The Court applied the Federal Circuit’s two-step analysis for identifying whether a claim is patentable under 35 U.S.C. § 101 by identifying (1) the subject matter that the claims are “directed to” an abstract idea, and (2) whether the elements of the claim contain an inventive concept sufficient to transform the claimed abstract idea into a patent-eligible application. The Court disagreed with Google and VideoShare’s analysis on both of these points, and, after much analysis, held that the claims were (1) directed to the abstract idea of “preparing a video in streaming video format for sharing over a computer network,” and (2) the claim did not contain an inventive concept to transform the idea into a patent-eligible application.

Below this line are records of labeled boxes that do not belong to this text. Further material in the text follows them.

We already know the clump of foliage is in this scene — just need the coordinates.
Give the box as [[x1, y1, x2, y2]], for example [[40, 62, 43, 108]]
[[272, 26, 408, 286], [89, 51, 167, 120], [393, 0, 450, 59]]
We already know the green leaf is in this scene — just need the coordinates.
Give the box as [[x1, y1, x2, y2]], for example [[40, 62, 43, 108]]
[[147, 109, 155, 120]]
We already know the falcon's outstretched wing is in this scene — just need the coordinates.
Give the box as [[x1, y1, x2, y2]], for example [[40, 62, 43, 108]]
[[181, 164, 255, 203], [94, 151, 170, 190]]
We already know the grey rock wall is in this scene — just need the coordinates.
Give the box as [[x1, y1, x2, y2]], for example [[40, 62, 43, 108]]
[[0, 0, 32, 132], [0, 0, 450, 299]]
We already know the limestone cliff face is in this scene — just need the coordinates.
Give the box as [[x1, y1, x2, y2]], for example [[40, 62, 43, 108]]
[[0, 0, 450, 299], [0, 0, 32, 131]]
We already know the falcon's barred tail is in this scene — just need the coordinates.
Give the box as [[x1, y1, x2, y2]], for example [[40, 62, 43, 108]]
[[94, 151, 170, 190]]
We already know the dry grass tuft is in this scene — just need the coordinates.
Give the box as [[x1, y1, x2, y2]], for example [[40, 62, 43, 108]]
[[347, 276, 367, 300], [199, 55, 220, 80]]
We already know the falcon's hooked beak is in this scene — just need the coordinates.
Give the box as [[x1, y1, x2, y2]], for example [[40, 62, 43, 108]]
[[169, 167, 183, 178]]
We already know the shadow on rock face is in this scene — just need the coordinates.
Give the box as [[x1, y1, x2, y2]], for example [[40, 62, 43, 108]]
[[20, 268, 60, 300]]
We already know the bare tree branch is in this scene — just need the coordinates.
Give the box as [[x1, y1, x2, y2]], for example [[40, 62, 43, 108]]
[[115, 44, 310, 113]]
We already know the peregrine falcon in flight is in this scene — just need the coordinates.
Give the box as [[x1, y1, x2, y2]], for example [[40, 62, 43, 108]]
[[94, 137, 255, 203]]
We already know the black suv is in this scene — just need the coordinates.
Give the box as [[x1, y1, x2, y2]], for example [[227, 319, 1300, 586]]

The Court did not find a transformative inventive concept in the claims because the patent disclosed that off-the shelf algorithms to carry out the claimed processing steps. VideoShare, LLC v. Google Inc. p. 6 (“[T]he claims are not directed to an improvement in computer functionality, and the physical components of the claim merely provide a generic environment for carrying out the abstract idea.”). Moreover, the Court noted that the claims of the ’608 and ’302 patents were not directed to “an improvement in computer functionality” because “VideoShare did not invent the technology that converts video files into streaming format” (it simply used off-the shelf algorithms), and because “Video Share did not invent thumbnails, the extraction of such thumbnails from video files, or the embedding of thumbnails.” The Court was not persuaded by Videoshare’s argument that “the inventive aspect of [the identification tag] limitations is not creating a thumbnail or adding a link to a webpage but rather using a webpage that includes identifying thumbnails to serve video files over a network” because “the prohibition against patenting abstract ideas cannot be circumvented by attempting to limit the use of the idea to a particular technological environment,” citing Alice Corp. v. CLS Bank Int’l, 134 S. Ct. 2347, 2358 (2014); Ultramercial, Inc. v. Hulu, LLC, 772 F.3d 709, 716 (Fed. Cir. 2014) (“As we have held, the use of the Internet is not sufficient to save otherwise abstract claims from ineligibility under§ 101”). In 2017, the Federal Circuit affirmed this result of ineligible subject matter.

VideoShare, LLC v Google Inc. et al, 1-13-cv-00990 (DED August 2, 2016) (Sleet, J.)